February 20, 2009 12:00:00 AM PST
With more and more foreclosures coming on the market, there are plenty of opportunities for first-time homebuyers and investors to make a good buy. But unoccupied homes can be a dangerous place to visit.It's not so much that the house itself is dangerous, it's that an empty house is a temptation to criminals, and even in the best neighborhoods, bad things can happen. A former police officer shows you how to protect yourself.

Rafael Dagnesses is a broker for Quantum Realtors who specializes in foreclosure properties. Visiting a bank-owned property in Baldwin Hills, instead of going in the front door, Dagnesses went around the outside of the house first.

"What we're doing now is we're walking the perimeter and we're looking for any evidence of forced entry," said Dagnesses. "Any broken windows, things of that nature."

That's because Dagnesses, who is also a former LAPD officer, says unoccupied homes like the foreclosure are hotbeds for vagrants, gangs, and criminal activity. So visitors need to be aware.

"One of my agents failed to do that, went through the front door, and when he went in there were two gang members spray painting the walls. He had a gun pulled on him. It created a very dangerous situation," said Dagnesses.

Fortunately that incident ended safely.

Inside the house, Dagnesses pointed out the missing light fixtures, a sign of vandalism, and then in the kitchen, a boarded-up window. Evidence of an earlier break-in of the house.

"Our job is to secure the property as fast as possible and make sure that this doesn't happen again," said Dagnesses.

Another sign the place had some unsavory characters stop by was the lock on the gate that wasn't put there by the bank.

"People that want to break in, they'll re-secure the property so that we can't get in. And it just creates an obstacle for us to deal with," said Dagnesses.

With foreclosure properties, there are plenty of deals to be had, but don't put yourself in a potentially life-threatening situation to get one. And make sure your realtor goes in with their eyes open too.
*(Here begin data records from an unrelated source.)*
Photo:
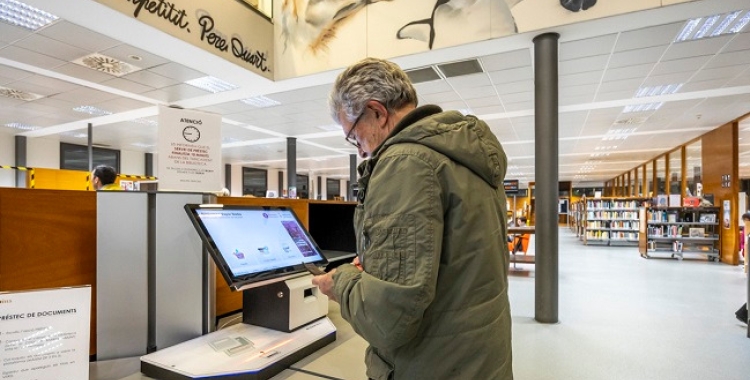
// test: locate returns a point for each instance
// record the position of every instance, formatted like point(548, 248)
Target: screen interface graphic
point(254, 241)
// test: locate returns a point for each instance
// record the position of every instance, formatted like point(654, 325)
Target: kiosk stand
point(282, 323)
point(265, 252)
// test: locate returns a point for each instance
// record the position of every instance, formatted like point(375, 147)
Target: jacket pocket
point(377, 367)
point(392, 253)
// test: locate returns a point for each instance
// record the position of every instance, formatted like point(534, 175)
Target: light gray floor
point(621, 317)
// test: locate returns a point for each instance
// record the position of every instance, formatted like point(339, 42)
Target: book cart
point(676, 231)
point(610, 221)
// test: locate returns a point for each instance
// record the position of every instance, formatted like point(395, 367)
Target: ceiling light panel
point(18, 94)
point(261, 102)
point(105, 64)
point(211, 84)
point(426, 74)
point(23, 15)
point(91, 110)
point(714, 25)
point(456, 69)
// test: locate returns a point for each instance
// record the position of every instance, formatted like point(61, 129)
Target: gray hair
point(370, 79)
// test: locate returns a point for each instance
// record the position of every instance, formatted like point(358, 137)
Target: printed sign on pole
point(44, 334)
point(189, 150)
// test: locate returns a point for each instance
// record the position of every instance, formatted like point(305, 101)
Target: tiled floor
point(621, 317)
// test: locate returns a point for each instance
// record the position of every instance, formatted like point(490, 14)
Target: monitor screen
point(255, 245)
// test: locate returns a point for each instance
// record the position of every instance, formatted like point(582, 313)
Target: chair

"One of the first things that we do is communicate with the neighbors," said Dagnesses. "Give them our business cards, we give them a form, actually contact information. Letting them know that if there are issues, any concerns, any safety issues, strange things occurring, to please contact us direct."

If you're interested in a foreclosed property, remember to be aware, act with caution, and don't be afraid to call the police. In fact, have your cell phone ready when you enter a property.